È vero che l’autonomia, chiesta da Lombardia, Veneto ed Emilia Romagna, è contenuta nella Costituzione della Repubblica, ma quando fu redatta la “Carta” si pensava ad un Paese coeso, di uguali! Giammai una realtà così diversa come quella attuale che contempla territori ricchi e altri poveri. Quell’autonomia viene sollecitata da tre regioni con un tasso di benessere elevato, frutto oltre che dall’essere amministrate bene, anche dall’aver potuto godere di consistenti aiuti di Stato che, invece, non sono stati mai possibili per la realizzazione di grandi opere nel Mezzogiorno, disamministrato a causa di un sistema connivente che ha consentito che venissero distratte, o comunque non utilizzate e quindi restituite, le somme per opere mai realizzate.
Il Ponte sullo Stretto di Messina, il cui progetto è vecchio di circa ottanta anni, che avrebbe aiutato le economie di due grandi regioni a crescere, è stato boicottato fino ad essere cancellato dalle priorità del Paese perché considerato un’opera inutile. Oggi, invece, si parla di TAV nonostante i risultati dell’esame “costi-benefici” dicano di non realizzarlo. Ma interessa al Nord, dove i gruppi di pressione riescono ad influenzare le istituzioni sempre pronti ad ubbidire ai detentori del grande capitale.
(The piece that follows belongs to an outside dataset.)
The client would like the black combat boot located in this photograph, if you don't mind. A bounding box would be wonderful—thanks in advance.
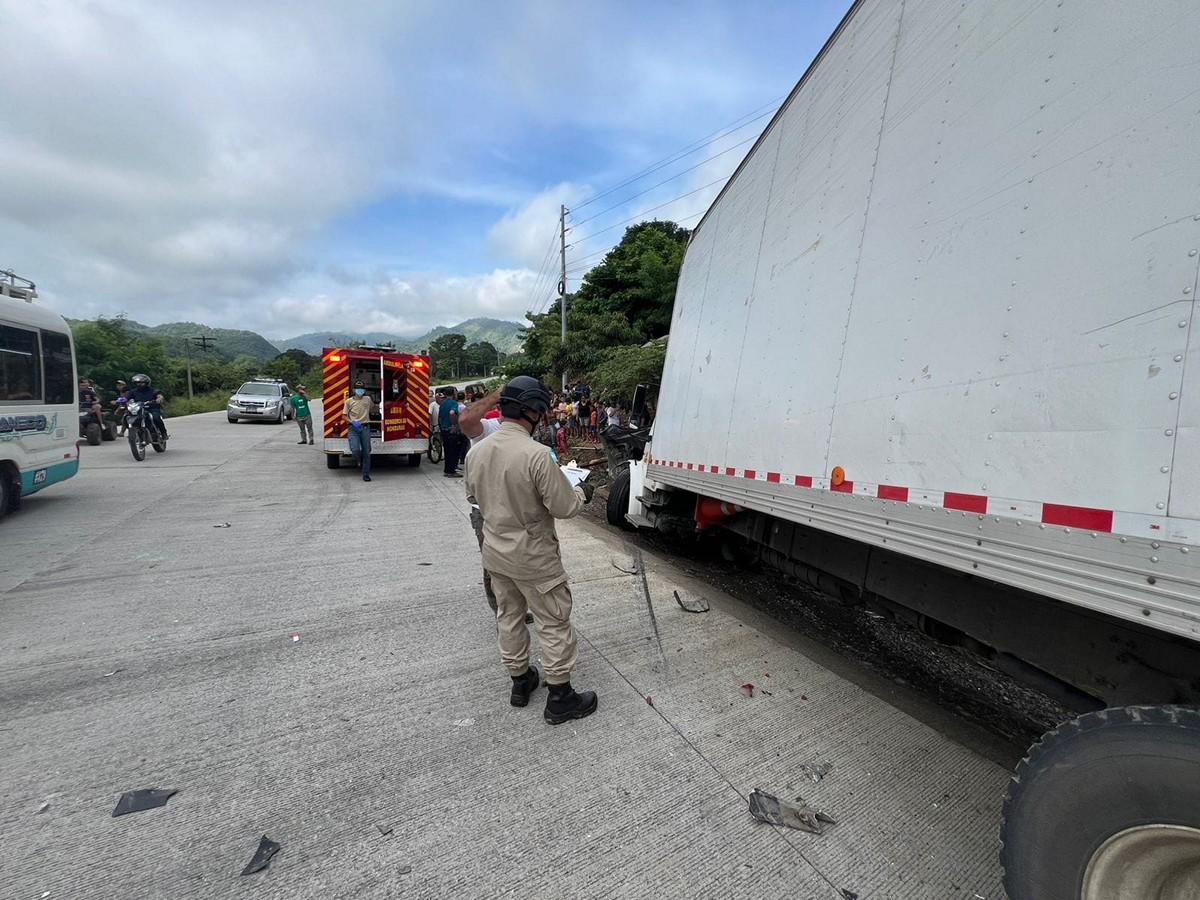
[509,666,541,707]
[542,682,598,725]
Il sospetto è che “l’autonomia differenziata” sia un pretesto, il primo passo per rafforzare la divisione del Paese in modo da farla finita con il “regionalismo equo e solidale”. Anche questo giustifica la rivolta della Scuola; che presidi, insegnanti, studenti, personale non insegnante e sindacati dissentano con forza dalla “trovata” del ministro dell’Istruzione, il quale dovrebbe responsabilmente lasciare l’incarico considerato che da Roma in giù non gli viene riconosciuta più la credibilità di cui ha bisogno. Né sono sufficienti le scuse; purtroppo per lui, e per chi gliele ha suggerite, esse non hanno la forza per cancellare le parole. Il fatto rimane in tutta la sua deplorevole portata e pesa sul Governo. Il ministro Bussetti ha reso pubblico il suo pregiudizio, gratuito, sulla Scuola del Sud dimostrando di non essere a conoscenza dell’impegno e del sacrificio del personale scolastico, degli studenti e delle famiglie. È giusto pertanto che ne paghi le conseguenze.